# Im confused on which "behringer" to buy!



## panduro (Oct 3, 2009)

Hi all,

Sorry for posting a question that i can imagine has been asked so many times before, but reading a load of post's has made me alot more confused!

i have just finished building a sealed 12" dvc(dual voicecore)unit. it is being driven by both channals on a nakamichi pa-5s2 stereo poweramplifier.

the sub gets its signal though a holfi 3.5.1 amplifier, which has a stereo sub output, but no bass management, or lowpass filter strangly enoughf(i can hear vocals on my sub when playing in 2 channal mode:help. i can ajust the soundlevel af the sub though my maranzs dv7001. 

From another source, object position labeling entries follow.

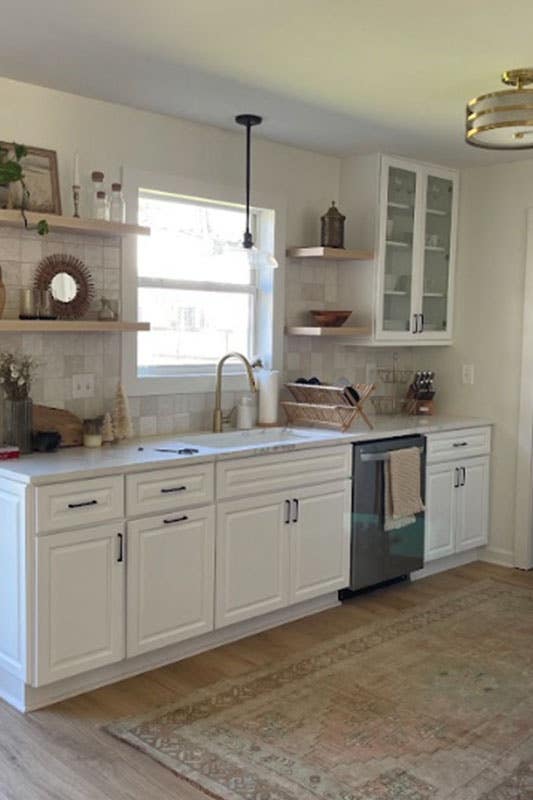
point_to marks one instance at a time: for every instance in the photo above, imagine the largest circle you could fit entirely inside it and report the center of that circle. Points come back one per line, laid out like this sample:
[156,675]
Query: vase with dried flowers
[16,373]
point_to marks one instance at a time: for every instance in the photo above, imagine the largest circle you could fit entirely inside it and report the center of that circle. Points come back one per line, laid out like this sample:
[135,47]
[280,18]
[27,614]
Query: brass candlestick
[76,200]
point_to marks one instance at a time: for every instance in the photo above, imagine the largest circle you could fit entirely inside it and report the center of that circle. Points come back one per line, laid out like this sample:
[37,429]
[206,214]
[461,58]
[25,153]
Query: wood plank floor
[62,753]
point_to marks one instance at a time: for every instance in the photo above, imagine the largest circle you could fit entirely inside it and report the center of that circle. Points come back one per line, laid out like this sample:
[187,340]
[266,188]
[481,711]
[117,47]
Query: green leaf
[21,151]
[10,172]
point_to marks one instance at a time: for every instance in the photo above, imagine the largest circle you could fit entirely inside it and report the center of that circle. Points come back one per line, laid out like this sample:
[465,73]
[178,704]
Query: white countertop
[78,463]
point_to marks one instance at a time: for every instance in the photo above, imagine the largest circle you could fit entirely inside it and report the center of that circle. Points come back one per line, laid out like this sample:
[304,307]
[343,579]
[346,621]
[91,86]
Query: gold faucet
[217,416]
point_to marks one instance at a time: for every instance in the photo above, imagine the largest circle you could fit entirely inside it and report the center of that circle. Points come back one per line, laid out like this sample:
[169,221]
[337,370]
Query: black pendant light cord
[248,120]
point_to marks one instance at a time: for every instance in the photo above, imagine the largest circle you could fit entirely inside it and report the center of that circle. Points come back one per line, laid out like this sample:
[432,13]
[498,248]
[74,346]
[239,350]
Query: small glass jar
[97,179]
[117,206]
[92,432]
[101,207]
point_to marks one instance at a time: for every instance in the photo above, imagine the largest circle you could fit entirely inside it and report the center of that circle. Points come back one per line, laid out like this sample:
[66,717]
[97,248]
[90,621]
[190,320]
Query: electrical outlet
[82,386]
[468,374]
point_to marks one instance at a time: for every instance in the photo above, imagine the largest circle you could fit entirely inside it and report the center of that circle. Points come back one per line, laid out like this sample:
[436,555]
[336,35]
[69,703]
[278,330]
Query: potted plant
[11,172]
[16,374]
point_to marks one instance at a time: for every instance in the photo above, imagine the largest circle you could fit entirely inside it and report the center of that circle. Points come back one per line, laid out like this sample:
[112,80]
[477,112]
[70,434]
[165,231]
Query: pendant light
[258,259]
[503,120]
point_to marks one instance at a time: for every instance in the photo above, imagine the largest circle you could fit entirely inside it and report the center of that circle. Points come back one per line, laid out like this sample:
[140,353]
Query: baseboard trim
[449,562]
[497,555]
[29,698]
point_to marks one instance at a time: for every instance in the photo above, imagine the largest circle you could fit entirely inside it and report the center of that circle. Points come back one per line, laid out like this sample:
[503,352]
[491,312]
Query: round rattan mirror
[69,282]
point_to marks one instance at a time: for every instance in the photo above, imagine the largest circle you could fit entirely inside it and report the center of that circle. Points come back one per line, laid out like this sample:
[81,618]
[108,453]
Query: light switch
[82,386]
[468,374]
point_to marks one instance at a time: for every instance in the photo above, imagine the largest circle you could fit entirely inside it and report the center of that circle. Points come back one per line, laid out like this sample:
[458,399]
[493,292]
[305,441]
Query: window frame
[268,289]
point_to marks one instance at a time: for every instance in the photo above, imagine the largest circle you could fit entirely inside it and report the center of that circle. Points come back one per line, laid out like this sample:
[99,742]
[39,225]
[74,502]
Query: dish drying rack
[327,406]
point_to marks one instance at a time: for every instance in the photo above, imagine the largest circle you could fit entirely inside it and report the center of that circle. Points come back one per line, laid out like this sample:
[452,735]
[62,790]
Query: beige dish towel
[402,488]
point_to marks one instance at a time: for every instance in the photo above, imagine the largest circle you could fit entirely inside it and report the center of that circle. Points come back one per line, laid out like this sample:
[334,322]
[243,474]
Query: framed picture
[42,181]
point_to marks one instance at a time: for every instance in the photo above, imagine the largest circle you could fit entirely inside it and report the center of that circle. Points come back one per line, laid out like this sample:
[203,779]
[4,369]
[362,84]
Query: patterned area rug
[434,703]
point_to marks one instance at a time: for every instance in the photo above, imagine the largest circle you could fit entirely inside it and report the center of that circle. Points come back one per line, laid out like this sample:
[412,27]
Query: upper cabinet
[407,212]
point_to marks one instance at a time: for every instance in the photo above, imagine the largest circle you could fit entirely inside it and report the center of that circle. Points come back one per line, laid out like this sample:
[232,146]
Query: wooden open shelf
[94,227]
[330,254]
[69,326]
[315,330]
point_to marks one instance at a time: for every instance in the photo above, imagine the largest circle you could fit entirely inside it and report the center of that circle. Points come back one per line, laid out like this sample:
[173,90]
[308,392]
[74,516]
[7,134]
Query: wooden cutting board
[67,424]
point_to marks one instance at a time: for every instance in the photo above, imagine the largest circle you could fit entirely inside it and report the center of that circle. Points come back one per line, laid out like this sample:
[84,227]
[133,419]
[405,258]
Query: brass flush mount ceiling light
[503,120]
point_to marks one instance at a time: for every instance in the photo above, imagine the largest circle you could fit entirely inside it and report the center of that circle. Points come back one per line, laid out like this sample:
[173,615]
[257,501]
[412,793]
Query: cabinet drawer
[169,489]
[246,476]
[77,503]
[459,444]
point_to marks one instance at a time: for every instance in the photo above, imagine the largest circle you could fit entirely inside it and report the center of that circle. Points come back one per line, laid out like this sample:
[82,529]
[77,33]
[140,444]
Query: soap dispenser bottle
[2,295]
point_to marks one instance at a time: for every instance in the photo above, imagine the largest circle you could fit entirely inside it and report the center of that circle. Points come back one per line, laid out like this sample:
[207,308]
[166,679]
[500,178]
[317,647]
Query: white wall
[108,136]
[488,323]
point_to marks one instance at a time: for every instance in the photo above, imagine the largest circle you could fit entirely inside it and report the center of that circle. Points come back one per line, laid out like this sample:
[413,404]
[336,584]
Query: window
[191,281]
[194,285]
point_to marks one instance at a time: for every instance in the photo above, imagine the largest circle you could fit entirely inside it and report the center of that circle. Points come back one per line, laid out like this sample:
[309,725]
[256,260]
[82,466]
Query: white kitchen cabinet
[80,584]
[170,585]
[252,559]
[473,504]
[277,549]
[320,541]
[407,213]
[441,512]
[457,506]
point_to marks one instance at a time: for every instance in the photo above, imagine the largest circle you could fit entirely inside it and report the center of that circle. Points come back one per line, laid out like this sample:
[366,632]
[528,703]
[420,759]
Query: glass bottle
[101,209]
[117,206]
[97,178]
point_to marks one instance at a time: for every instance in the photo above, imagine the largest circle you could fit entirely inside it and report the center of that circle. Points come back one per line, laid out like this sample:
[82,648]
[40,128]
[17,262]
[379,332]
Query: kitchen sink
[257,437]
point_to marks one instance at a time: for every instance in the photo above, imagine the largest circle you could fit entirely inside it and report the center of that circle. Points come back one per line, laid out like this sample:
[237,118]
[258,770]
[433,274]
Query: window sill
[184,384]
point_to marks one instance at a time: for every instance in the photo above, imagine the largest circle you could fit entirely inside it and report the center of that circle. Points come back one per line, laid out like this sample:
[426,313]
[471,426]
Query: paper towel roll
[268,382]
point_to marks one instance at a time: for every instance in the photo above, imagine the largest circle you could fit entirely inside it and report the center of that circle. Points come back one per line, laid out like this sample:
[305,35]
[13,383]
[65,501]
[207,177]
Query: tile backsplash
[61,356]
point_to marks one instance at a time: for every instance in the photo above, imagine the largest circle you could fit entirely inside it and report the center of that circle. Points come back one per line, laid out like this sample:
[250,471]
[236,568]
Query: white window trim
[269,343]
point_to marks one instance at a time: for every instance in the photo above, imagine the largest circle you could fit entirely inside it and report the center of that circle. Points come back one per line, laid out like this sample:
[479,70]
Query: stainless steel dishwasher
[378,555]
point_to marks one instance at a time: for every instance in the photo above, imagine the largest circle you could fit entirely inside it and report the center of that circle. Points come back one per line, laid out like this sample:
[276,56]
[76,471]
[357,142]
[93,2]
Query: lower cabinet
[320,541]
[281,548]
[170,578]
[457,506]
[79,601]
[252,559]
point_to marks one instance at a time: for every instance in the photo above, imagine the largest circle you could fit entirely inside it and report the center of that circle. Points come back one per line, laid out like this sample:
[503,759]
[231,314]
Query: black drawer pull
[84,504]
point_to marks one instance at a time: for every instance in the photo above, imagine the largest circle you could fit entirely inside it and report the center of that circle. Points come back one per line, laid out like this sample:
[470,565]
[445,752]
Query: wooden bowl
[330,319]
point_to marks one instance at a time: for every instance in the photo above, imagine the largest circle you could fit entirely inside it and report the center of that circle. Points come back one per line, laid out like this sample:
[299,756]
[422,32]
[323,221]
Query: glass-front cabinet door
[439,240]
[401,188]
[417,231]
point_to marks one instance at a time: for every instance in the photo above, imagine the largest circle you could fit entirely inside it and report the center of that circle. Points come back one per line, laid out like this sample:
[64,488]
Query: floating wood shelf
[94,227]
[330,254]
[314,330]
[69,326]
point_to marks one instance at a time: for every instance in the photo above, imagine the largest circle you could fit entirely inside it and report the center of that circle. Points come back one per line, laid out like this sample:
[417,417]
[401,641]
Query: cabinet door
[441,503]
[473,504]
[252,557]
[320,540]
[439,254]
[400,234]
[80,601]
[170,579]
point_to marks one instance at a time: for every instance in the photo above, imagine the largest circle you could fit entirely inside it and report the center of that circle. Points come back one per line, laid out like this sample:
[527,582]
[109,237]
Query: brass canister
[332,228]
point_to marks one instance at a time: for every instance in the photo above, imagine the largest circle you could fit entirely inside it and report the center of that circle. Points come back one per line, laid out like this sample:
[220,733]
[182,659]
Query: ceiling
[337,76]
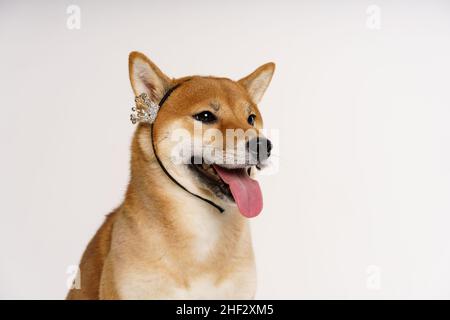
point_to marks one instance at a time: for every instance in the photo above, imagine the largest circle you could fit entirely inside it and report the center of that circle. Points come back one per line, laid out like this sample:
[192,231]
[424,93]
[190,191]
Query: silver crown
[145,110]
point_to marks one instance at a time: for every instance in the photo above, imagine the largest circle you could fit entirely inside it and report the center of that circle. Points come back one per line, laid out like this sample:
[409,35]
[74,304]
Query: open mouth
[233,184]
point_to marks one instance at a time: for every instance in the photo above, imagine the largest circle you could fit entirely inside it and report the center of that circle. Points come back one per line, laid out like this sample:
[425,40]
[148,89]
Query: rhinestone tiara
[144,111]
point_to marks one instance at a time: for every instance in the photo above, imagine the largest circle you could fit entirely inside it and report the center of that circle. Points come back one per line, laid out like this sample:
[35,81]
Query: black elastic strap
[166,96]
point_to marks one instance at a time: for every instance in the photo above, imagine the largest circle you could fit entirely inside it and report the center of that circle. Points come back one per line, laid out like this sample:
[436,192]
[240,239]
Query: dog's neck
[153,197]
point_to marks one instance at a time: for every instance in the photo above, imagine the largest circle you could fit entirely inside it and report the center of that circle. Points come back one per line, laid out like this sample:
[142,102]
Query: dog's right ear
[146,77]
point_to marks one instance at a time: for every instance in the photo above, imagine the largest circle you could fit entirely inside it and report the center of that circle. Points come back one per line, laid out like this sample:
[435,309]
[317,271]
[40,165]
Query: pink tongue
[246,191]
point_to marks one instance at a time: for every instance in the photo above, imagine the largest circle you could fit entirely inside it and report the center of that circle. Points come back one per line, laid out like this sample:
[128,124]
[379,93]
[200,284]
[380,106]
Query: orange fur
[162,242]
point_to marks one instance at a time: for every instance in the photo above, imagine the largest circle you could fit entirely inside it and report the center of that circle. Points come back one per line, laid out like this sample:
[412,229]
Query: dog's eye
[251,119]
[205,117]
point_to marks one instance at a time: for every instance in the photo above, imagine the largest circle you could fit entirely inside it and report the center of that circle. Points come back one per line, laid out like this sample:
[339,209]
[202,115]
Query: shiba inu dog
[182,230]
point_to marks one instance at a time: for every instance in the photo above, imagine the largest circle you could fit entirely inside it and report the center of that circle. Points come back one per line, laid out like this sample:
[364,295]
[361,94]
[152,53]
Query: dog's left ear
[146,77]
[257,82]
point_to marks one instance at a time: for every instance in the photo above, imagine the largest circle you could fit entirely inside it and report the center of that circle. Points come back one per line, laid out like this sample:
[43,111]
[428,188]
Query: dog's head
[207,133]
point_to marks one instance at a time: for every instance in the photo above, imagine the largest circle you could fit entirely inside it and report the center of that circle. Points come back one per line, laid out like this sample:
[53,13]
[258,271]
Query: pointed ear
[146,77]
[257,82]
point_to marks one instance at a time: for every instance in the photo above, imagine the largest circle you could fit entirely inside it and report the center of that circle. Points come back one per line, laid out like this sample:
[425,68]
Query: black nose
[260,148]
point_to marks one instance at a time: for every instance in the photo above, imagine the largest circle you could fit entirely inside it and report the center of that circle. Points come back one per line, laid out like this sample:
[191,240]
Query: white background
[360,205]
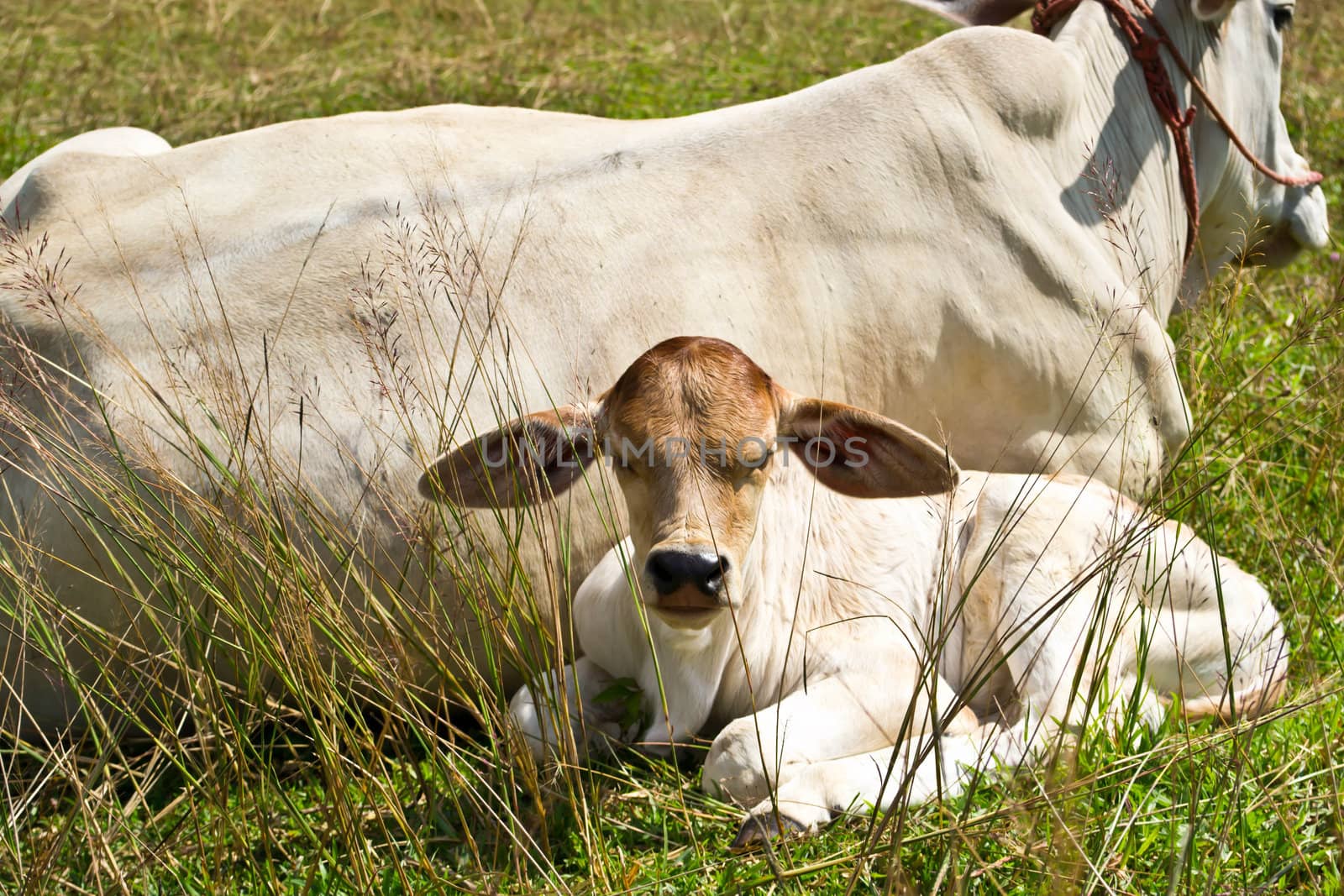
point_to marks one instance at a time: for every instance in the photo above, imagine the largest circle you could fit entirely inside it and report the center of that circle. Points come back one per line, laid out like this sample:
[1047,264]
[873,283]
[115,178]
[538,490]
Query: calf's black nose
[671,570]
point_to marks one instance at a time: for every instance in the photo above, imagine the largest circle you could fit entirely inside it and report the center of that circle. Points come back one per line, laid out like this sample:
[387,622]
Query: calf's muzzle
[687,578]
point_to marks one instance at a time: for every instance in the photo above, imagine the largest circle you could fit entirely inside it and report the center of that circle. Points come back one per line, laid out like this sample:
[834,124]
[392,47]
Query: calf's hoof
[759,829]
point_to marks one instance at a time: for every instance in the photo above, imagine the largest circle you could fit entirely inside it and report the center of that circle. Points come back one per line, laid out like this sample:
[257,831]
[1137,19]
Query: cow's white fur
[936,206]
[858,641]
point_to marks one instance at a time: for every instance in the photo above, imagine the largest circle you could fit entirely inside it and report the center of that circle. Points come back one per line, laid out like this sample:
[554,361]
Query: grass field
[329,806]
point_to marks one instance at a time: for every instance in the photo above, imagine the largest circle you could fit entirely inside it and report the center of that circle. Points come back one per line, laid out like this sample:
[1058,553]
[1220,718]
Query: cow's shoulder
[1023,81]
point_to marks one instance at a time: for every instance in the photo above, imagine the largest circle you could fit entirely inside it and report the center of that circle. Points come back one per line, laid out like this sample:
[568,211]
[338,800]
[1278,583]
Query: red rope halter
[1144,47]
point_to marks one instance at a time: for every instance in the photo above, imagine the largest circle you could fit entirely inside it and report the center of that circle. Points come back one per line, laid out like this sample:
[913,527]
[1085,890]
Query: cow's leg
[833,718]
[1213,634]
[15,204]
[913,772]
[559,715]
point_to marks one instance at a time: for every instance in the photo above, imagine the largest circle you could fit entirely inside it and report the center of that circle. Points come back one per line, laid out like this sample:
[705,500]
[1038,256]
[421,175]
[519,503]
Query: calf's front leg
[840,718]
[559,715]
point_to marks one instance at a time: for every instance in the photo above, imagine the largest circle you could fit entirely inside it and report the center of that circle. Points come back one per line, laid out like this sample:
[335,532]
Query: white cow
[320,305]
[833,637]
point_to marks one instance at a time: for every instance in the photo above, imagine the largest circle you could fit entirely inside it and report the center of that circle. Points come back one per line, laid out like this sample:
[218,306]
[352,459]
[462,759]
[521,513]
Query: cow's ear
[864,454]
[522,464]
[976,13]
[1211,9]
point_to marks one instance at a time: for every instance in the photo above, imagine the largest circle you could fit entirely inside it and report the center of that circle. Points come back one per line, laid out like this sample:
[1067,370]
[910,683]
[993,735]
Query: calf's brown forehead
[701,390]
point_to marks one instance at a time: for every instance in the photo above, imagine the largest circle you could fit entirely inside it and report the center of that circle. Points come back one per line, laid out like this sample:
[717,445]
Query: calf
[907,617]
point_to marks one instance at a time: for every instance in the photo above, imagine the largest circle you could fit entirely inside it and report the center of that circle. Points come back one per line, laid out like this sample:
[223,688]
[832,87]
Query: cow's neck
[1133,181]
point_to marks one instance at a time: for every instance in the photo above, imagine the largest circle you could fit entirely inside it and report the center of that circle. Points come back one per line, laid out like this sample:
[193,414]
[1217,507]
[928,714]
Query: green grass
[336,802]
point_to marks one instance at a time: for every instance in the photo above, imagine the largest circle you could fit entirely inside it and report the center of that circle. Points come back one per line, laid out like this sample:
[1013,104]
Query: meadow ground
[302,809]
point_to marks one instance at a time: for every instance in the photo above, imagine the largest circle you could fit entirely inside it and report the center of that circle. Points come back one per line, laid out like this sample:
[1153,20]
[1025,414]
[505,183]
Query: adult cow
[983,238]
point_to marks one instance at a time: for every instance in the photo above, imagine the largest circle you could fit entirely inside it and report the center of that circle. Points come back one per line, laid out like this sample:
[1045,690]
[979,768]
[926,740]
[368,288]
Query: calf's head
[694,430]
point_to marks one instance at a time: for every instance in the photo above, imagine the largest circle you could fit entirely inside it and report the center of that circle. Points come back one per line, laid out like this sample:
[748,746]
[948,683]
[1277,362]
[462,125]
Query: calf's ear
[521,464]
[864,454]
[976,13]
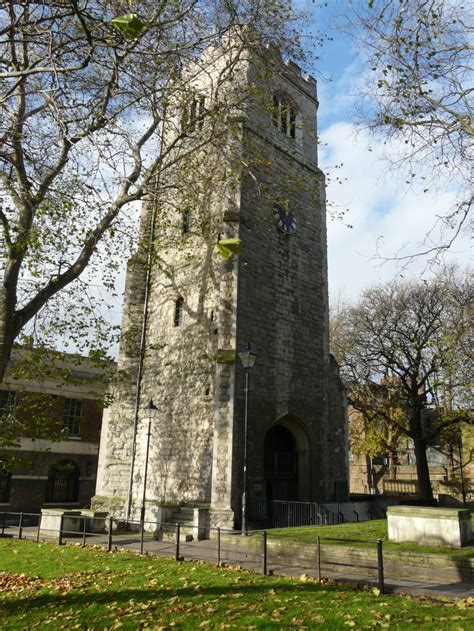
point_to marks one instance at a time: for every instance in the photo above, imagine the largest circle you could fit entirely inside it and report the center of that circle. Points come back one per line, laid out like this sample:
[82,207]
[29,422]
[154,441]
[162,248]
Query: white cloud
[387,217]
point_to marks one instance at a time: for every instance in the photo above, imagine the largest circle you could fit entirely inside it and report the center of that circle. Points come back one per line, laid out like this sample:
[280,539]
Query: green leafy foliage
[129,24]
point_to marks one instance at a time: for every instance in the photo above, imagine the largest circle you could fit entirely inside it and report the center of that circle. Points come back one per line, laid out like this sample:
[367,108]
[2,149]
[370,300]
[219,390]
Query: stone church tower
[239,161]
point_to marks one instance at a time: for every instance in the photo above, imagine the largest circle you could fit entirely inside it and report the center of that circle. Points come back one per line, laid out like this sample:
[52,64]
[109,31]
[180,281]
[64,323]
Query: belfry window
[178,312]
[284,116]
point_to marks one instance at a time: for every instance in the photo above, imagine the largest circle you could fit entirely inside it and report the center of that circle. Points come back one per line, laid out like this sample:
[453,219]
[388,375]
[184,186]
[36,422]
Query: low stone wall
[352,560]
[429,526]
[70,521]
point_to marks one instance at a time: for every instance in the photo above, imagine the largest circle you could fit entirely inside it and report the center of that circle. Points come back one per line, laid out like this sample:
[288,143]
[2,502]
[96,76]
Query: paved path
[207,551]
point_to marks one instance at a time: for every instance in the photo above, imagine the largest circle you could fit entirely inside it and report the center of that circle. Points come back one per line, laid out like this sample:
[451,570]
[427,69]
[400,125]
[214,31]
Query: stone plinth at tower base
[449,527]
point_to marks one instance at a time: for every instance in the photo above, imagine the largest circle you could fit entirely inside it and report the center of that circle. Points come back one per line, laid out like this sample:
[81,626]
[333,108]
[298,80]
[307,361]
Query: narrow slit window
[72,416]
[178,312]
[193,112]
[284,117]
[292,128]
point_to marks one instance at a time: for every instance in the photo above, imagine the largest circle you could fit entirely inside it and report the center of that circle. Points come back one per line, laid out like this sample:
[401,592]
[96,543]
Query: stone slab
[429,526]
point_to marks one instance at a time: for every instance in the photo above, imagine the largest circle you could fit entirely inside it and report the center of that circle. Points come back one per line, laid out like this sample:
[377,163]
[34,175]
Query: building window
[63,483]
[187,222]
[5,482]
[178,312]
[193,112]
[284,116]
[72,416]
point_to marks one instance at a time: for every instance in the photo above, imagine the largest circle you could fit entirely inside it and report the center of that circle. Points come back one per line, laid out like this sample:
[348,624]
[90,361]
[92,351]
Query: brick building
[65,401]
[255,179]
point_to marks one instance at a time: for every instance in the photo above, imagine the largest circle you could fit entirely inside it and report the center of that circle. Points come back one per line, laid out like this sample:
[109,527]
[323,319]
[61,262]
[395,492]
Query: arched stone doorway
[281,464]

My stereo quality is the main prioriti, but the sub is used for ht duty as well.


so i need a lowpass filter and eq capability, i would love the have a high pass filter for my stereospeakers also so i can do a proper crossover between the sub and frontspeakers. 

is it possible to fullfill my wishes within a budget of 400usd for a new product, and what would that be ?

best regards

panduro


----------



## brucek (Apr 11, 2006)

I would look at the Behringer DCX2496.

brucek


----------



## panduro (Oct 3, 2009)

Thanks that model i havent looked at before...

best regards 

panduro


----------